How can we promote hygiene?

Hygiene promotion is increasingly favored by policymakers because of its potential to deliver reductions in diarrheal disease at low cost. Many hygenical practices are present in educational material. It is important for public health planners to make decisions about which hygiene practices should be promoted.

Handwashing appears to be both highly effective (between 27-87% reduction in diarrheal disease) and feasible. Efforts to increase domestic hygiene should concentrate on hand-washing after stool contact, especially after defecation or after cleaning up a child.

(The World Health Organisation (WHO) provides guidelines on hand hygiene in health care (2005). Th WHO states that hand hygiene, a very simple action, reduces infection and enhances patient safety across all settings, from advanced health-care systems in industrialized countries to local dispensaries in developing countries. Hand hygiene remains the primary measure to reduce health-care associated infections. 4384 children die everyday from health care-associated infections in developing countries.
The report provides health-care workers, hospital administrators and health authorities a review of different aspects of hand hygiene and in-depth information to overcome barriers, as it focuses on a lot of soap-based/cleaner strategies. )
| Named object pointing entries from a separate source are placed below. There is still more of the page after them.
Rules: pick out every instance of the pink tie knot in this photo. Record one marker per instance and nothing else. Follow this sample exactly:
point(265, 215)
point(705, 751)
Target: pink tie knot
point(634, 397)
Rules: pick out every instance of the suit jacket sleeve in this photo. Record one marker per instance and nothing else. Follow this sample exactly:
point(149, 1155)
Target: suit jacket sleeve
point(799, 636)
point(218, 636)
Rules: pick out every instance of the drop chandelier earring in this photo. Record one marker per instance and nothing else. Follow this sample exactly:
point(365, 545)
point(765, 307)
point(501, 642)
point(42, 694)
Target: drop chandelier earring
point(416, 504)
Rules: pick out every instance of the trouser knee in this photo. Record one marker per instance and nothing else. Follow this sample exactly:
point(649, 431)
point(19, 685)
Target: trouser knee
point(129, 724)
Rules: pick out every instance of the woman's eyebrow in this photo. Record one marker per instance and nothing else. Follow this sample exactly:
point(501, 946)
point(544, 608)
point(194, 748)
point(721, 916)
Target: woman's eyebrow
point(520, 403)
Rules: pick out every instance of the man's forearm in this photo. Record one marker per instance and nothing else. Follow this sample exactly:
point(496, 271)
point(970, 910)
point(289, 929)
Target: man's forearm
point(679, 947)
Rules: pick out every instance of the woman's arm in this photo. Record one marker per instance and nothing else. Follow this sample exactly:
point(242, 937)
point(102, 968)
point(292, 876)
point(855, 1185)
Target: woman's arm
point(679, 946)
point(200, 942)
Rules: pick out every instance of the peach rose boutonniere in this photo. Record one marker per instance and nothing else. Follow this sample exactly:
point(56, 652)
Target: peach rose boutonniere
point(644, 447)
WHO's Water for Life 2005-2015 initiative (International Decade for Action 2005) makes access to water and sanitation an international priority. Clean Care is Safe Care is the slogan of first Global Patient Safety Challenge (GPSC), a core component of the WHO's World Alliance for Patient Safety launched in 2004 (WHO, 2005). The GPSC targets prevention in health-care related infections and hand hygiene improvement.